困った時はいつだって相談にのってくれたし、アドバイスもくれた。

しかし、今日は断られてしまった。

そんな私を見て、千夏はため息をつき、

「あのねぇ、デートの服決めるの手伝ってって頼まれるのとは話が違うんだから。

結局選択するのは自分なの、わかってる?

もし、その選択が間違ったときに、アドバイスあげた人のせいにしないとは言い切れないでしょ?

だから、私はアドバイスしない。

他の人からもアドバイス貰ってるのなら、その人のせいにもしちゃダメよ。」

親友は真剣な目で言った。
その目を見るのは、私が彰人くんのところに告白しに行こうと決心したあの文化祭の日以来だった。

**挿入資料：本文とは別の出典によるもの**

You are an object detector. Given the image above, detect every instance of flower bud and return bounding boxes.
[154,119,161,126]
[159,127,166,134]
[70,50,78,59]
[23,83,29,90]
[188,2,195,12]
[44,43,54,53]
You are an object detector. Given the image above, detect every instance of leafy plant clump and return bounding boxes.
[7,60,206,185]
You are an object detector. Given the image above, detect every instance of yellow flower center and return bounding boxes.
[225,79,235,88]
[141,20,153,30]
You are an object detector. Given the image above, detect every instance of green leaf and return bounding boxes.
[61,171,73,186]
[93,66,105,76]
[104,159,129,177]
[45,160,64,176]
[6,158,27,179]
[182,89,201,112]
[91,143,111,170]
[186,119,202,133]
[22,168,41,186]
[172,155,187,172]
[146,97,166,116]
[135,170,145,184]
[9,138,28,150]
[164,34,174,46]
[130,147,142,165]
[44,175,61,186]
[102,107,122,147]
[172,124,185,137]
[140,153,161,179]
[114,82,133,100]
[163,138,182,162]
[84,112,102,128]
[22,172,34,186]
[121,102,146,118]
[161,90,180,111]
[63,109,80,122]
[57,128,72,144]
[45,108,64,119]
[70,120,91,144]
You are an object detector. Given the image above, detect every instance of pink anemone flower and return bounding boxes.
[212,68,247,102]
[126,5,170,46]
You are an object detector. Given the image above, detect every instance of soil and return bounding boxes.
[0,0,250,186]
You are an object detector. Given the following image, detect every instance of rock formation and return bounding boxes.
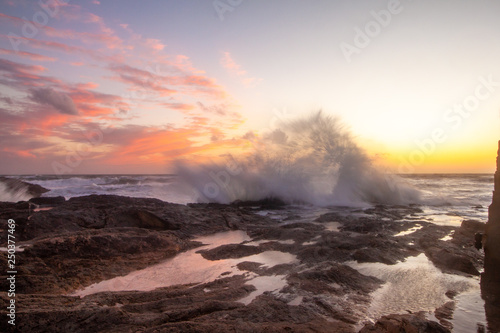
[481,141,500,331]
[0,177,50,201]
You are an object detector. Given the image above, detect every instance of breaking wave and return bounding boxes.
[176,112,420,206]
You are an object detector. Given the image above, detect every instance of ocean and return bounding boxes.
[0,174,493,226]
[0,174,493,332]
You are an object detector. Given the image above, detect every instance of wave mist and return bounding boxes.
[176,112,419,206]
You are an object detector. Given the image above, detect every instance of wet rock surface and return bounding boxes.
[0,195,484,332]
[481,141,500,332]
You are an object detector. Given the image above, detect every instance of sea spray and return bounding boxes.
[176,112,419,206]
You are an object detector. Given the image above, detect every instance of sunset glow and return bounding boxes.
[0,0,500,174]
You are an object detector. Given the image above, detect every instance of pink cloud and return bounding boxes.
[0,48,56,61]
[220,52,262,87]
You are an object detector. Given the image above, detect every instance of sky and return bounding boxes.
[0,0,500,174]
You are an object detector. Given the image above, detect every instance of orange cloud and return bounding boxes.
[220,52,262,87]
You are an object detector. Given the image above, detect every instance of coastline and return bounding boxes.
[0,189,484,332]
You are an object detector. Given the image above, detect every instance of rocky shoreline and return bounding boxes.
[0,191,485,332]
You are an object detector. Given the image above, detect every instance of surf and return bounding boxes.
[175,111,420,206]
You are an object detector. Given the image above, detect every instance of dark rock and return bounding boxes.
[231,198,286,209]
[434,301,455,331]
[198,244,262,260]
[481,141,500,332]
[425,247,479,276]
[29,196,66,206]
[359,312,450,333]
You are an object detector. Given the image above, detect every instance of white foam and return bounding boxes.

私は、そんなことしないに決まっている、と言いたかったけれど、心の隅では、もしかしたらアドバイスを貰うことで、『彰人くんとうまくいかなかったのは自分のせいというだけではない』という保険が欲しかったのかもしれない。

「わかった。ありがとう。」

私は千夏にそう言った。
千夏は笑っていた。いつもの優しい目に戻っている。

「あと、いいこと教えてあげる。なんてったって"大親友"の千夏様ですから。

──行動は早い方が吉、よ。」

意味深な一言を発して、親友は前を歩く友達のとこに行ってしまった。

千夏のことだから、また何か情報を手に入れていたのかなぁ?

そう思いながら、弥生くんにメッセージを、と思いスマホを取り出す。
行動は早い方が吉らしいから。

『今日の放課後、部活前に話がしたいの。体育館裏で待ってて。』

そう打ち込み送信した。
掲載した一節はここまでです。